Sequestro in Veneto delle Pringles alla polvere di Prosecco

Utilizzavano il nome Prosecco senza nessuna autorizzazione. Per questo l’Icqrf ha sequestrato centinaia di confezioni di patatine Pringles in vendita in una catena di supermercati del Veneto: la stessa aveva acquistato il prodotto da un distributore olandese. Le patatine, appunto sprovviste di autorizzazione, indicavano tra gli ingredienti principali una non meglio precisata “polvere di Prosecco”: una sostanza sconosciuta e priva di qualsiasi riconoscimento da parte del Consorzio di tutela trevigiano visto che utilizzava il nome celebre vino senza alcuna autorizzazione.
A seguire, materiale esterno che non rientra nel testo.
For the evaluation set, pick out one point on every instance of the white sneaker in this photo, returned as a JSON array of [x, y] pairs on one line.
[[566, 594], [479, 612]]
Quel che è certo è che si tratta di un aroma  che – come ci ha spiegato Dario Vista, nutrizionista e tecnologo alimentare – da matrice liquida si ottiene attraverso la solidificazione con letto di maltodestrine. In ogni caso – avverte il nostro consulente – è un ingrediente che contiene anidride solforosa, un allergene, per cui la sua presenza nella lista degli ingredienti va indicata in grassetto.

Una scelta, quella della Pringles, che non è piaciuta al governatore Zaia che sulla sua pagina Facebook ha denunciato l’accaduto: “Non possiamo più tollerare che si utilizzi senza autorizzazione una denominazione tutelata! Pensate: ieri in una catena di supermercati del Veneto sono state sequestrate centinaia di confezioni di ‘patatine al Prosecco’ acquistate da una società olandese, recanti peraltro tra gli ingredienti una non meglio precisata ‘polvere di Prosecco’. Ecco perché insistiamo da anni – a tutti i livelli amministrativi e di governo – nel tutelare le nostre eccellenze, proteggendole da frodi, abusi ed italian sounding, che vanno a danneggiare in primis i produttori onesti che promuovono la qualità e il territorio!”.

Gli ha fatto eco il ministro Bellanova: “Furti di identità non possono essere consentiti” – Sull’accaduto è intervenuta anche la ministra delle Politiche agricole, Teresa Bellanova, secondo cui “i furti di identità non possono essere consentiti”. “Il sequestro – ha detto Bellanova – testimonia l’impegno forte del Ministero e dell’Icqrf, la nostra Autorità per la lotta alle frodi e la tutela della qualità, nel combattere l’usurpazione di nomi protetti italiani. Azione che avviene sia in Italia, dove esiste una legislazione organica a tutela delle indicazioni geografiche, sia all’estero e sul web”.